We know dynamic RAM is susceptible to bit-flip errors. We can quantify the likelihood of it pretty well under various conditions. We can design a specification to detect and correct single bit errors. We can design hardware to meet that specification. We can formally verify it. That's how we get ECC RAM.
CPUs are almost never formally verified, at least not in full. Reliability engineering around systems too complex to verify, too expensive to engineer to never fail, or that might operate outside of the safe assumptions of their verified specifications, usually means something like redundancy and majority-rules designs. That doesn't mean verification plays no part. How do you know your majority-rules design works in the face of hardware errors? Specify it, verify it.
Designing around hardware failure in software seems cumbersome to insane. If the CPU can randomly execute arbitrary code because it jumps to wherever, no guarantees apply.
What you actually do here is consider the probability of a cosmic ray flip, and then accept a certain failure probability.

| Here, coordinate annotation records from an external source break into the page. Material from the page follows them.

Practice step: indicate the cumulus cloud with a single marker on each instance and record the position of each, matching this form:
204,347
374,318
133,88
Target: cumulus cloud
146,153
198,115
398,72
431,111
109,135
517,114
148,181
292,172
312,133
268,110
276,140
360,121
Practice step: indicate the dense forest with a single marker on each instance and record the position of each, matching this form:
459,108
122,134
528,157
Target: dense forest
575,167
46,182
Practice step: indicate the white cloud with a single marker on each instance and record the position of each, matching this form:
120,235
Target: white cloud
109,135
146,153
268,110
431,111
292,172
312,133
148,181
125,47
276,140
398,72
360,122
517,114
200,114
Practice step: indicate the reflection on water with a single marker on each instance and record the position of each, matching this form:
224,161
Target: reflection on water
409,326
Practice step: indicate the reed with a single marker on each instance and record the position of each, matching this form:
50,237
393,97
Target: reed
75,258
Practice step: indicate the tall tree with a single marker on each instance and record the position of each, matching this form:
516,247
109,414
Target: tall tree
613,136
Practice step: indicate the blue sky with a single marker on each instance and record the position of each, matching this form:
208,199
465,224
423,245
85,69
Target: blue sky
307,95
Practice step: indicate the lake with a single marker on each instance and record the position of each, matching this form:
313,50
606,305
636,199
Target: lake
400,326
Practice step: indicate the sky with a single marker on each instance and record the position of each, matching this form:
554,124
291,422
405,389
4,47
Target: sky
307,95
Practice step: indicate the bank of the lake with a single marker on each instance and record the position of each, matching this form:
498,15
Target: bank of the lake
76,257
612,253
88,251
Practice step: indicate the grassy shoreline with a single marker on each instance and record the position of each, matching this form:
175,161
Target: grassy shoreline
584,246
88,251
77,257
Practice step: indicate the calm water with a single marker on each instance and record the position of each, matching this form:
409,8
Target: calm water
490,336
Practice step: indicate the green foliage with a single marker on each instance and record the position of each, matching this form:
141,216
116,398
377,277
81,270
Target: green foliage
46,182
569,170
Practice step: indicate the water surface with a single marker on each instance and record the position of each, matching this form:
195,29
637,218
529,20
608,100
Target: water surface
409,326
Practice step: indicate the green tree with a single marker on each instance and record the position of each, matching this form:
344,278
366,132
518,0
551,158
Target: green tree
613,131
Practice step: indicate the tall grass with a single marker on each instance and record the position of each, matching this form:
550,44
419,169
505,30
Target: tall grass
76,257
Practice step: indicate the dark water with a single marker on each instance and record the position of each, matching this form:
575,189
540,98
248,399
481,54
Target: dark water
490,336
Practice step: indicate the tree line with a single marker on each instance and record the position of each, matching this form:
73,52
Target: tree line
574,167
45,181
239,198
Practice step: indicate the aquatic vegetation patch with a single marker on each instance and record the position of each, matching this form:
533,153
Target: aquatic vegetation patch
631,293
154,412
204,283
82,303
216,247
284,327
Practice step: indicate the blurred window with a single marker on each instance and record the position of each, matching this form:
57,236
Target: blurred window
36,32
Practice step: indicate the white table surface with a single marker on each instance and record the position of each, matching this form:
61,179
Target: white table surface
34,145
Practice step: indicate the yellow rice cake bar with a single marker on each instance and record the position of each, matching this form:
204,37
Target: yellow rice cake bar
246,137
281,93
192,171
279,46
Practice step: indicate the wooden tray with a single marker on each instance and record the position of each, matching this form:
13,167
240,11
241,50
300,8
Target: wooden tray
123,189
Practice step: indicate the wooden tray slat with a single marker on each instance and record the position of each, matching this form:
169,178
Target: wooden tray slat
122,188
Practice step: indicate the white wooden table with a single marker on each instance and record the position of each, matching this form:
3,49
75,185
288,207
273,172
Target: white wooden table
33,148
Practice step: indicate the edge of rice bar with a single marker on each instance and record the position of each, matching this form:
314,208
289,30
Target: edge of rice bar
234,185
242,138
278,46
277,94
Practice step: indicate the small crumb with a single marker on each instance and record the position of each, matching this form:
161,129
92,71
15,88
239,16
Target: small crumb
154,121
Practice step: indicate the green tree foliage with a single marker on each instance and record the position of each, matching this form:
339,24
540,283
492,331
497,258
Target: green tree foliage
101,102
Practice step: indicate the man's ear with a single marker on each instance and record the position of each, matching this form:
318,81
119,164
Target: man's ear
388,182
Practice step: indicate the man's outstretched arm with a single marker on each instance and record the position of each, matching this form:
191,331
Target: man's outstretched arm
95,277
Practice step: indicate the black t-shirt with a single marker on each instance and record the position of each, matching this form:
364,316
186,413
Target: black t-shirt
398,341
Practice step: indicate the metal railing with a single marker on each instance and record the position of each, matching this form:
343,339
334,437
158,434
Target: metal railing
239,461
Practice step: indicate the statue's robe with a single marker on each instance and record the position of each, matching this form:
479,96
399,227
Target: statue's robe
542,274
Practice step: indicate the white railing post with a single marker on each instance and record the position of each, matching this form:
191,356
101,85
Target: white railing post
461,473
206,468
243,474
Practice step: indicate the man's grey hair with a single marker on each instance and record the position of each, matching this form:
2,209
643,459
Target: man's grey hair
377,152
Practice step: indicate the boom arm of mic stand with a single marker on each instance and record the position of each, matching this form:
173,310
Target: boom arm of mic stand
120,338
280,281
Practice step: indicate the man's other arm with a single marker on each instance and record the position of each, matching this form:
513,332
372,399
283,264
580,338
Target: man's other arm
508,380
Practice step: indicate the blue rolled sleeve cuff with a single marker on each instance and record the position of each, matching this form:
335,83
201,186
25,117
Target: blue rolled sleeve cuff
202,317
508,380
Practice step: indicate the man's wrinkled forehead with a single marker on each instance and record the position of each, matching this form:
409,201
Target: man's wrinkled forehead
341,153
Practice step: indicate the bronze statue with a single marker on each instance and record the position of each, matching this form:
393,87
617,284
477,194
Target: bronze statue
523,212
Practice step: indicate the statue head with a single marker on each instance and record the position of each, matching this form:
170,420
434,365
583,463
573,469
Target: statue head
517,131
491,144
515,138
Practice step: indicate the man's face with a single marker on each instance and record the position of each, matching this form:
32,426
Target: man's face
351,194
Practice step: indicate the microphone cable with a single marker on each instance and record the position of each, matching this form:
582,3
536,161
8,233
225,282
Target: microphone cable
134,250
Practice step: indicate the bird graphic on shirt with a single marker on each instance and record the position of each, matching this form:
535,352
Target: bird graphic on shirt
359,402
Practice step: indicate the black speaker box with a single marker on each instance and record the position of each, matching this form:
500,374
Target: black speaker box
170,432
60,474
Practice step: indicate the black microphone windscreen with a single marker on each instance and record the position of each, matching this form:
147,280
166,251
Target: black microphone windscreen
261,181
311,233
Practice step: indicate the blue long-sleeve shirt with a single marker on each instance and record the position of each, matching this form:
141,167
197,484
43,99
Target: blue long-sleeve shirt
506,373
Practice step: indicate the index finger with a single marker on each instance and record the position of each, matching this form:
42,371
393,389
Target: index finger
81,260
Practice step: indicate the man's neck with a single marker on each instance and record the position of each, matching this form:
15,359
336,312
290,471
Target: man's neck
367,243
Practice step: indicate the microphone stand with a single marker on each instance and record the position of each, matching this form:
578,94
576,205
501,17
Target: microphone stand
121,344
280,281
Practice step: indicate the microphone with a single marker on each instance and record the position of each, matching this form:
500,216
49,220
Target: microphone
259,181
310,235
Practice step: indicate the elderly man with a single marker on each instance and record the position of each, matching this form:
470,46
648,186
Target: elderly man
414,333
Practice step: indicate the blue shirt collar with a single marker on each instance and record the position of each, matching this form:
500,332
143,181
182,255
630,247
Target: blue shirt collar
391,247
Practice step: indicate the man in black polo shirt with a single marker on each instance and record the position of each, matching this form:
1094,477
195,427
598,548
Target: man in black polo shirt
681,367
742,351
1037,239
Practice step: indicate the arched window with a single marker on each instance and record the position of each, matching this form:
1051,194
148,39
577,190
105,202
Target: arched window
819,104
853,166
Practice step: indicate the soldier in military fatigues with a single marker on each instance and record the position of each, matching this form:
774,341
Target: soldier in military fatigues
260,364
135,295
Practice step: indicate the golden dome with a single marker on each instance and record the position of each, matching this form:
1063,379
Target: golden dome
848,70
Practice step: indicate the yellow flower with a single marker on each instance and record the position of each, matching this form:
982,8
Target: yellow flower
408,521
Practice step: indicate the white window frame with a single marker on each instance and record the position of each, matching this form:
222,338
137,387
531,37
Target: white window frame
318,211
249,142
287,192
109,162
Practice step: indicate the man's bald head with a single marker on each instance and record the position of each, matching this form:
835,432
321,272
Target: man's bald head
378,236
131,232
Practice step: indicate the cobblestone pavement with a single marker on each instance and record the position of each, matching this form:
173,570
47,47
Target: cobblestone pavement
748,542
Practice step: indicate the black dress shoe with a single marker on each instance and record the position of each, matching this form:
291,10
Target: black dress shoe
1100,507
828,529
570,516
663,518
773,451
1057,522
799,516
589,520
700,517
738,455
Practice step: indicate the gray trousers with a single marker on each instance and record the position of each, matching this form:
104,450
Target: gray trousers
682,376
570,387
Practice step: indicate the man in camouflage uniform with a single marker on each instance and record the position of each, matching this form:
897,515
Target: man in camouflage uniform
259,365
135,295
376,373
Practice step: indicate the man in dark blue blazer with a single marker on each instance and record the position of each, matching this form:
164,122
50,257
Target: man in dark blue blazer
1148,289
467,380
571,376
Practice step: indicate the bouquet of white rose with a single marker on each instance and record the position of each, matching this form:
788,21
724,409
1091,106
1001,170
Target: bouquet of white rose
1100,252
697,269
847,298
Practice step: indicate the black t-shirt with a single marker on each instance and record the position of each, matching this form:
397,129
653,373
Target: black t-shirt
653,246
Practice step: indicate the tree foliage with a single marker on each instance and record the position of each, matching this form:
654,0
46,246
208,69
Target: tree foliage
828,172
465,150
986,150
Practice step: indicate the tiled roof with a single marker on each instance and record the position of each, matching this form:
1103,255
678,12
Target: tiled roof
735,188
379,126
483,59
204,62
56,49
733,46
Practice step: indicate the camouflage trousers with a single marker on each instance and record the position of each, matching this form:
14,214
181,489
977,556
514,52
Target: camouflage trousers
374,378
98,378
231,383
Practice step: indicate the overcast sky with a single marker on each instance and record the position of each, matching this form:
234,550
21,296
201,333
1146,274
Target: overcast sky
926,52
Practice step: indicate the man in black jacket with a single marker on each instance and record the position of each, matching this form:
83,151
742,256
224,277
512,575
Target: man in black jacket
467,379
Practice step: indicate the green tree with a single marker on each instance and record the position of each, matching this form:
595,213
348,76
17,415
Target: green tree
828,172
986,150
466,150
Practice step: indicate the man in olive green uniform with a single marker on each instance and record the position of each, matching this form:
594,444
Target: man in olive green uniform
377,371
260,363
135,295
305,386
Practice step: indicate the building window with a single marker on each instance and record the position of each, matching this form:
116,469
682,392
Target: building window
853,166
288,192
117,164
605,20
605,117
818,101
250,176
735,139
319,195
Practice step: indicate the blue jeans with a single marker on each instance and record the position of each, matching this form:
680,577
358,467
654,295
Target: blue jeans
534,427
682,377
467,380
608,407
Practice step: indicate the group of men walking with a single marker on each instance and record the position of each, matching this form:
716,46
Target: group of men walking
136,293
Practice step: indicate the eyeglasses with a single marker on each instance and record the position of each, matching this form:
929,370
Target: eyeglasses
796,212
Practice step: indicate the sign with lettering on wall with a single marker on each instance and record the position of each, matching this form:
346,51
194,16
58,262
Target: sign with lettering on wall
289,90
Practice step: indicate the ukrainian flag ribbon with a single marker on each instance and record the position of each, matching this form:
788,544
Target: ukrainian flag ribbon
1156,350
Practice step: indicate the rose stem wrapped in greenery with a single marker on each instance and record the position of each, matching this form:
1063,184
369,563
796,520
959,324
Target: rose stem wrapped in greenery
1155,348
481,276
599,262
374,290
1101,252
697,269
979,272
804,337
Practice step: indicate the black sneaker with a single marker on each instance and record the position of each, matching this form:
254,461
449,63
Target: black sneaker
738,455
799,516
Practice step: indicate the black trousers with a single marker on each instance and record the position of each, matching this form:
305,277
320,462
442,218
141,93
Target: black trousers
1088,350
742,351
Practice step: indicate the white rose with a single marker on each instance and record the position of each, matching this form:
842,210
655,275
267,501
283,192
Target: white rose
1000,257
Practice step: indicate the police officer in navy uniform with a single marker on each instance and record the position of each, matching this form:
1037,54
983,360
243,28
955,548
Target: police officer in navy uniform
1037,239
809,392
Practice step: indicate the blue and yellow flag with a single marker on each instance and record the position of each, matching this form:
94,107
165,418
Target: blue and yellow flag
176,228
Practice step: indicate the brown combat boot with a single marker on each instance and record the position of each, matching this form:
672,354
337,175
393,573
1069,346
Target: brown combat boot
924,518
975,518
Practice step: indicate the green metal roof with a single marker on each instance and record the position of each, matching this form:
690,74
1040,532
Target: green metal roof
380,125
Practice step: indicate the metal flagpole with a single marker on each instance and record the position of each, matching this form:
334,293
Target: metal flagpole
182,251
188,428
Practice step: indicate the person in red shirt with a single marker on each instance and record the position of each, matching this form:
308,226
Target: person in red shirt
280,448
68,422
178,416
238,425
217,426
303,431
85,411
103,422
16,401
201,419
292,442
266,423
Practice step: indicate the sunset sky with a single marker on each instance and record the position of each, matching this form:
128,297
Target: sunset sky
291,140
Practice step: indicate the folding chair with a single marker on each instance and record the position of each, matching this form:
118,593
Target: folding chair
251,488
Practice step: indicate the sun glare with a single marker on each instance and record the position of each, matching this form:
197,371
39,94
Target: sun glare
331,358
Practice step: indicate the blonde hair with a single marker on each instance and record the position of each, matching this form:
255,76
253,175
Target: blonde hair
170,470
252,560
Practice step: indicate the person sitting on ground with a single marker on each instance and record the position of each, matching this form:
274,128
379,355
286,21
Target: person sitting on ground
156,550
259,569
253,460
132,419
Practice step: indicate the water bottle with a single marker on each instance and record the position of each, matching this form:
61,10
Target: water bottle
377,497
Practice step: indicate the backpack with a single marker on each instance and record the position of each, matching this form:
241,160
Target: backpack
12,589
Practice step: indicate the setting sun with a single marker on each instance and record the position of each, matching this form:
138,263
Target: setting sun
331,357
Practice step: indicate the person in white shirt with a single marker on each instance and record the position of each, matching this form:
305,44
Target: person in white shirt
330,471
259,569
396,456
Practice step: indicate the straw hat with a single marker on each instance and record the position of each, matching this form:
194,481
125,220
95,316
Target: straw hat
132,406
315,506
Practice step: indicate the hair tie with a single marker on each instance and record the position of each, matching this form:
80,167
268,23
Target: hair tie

For things like train signals, it's one failure in a billion hours.
> Designing around hardware failure in software seems cumbersome to insane.
Yet for some reason you chose to post this comment over TCP/IP! And I'm guessing you loaded the browser you typed it in from an SSD that uses ECC. And probably earlier today you retrieved some data from GFS, for example by making a Google search. All three of those are instances of software designed around hardware failure.
2 replies →
An approach that has been taken for hardware in space is to have 3 identical systems running at the same time.
Execution continues while all systems are in agreement.
If a cosmic ray causes a bit-flip in one of the systems, the system not in agreement with the other two takes on the state of the other two and continues.
If there is no agreement between all 3 systems, or the execution ends up in an invalid state, all systems restart.
>Designing around hardware failure in software seems cumbersome to insane
I mean there are places to do it. For example ZFS and filesystem checksums. If you've ever been bit by a hard drive that says everything is fine but returns garbage you'll appreciate it.
Yet, big sites like Google or TikTok constantly deal with hardware failures everyday while keeping their services and apps running.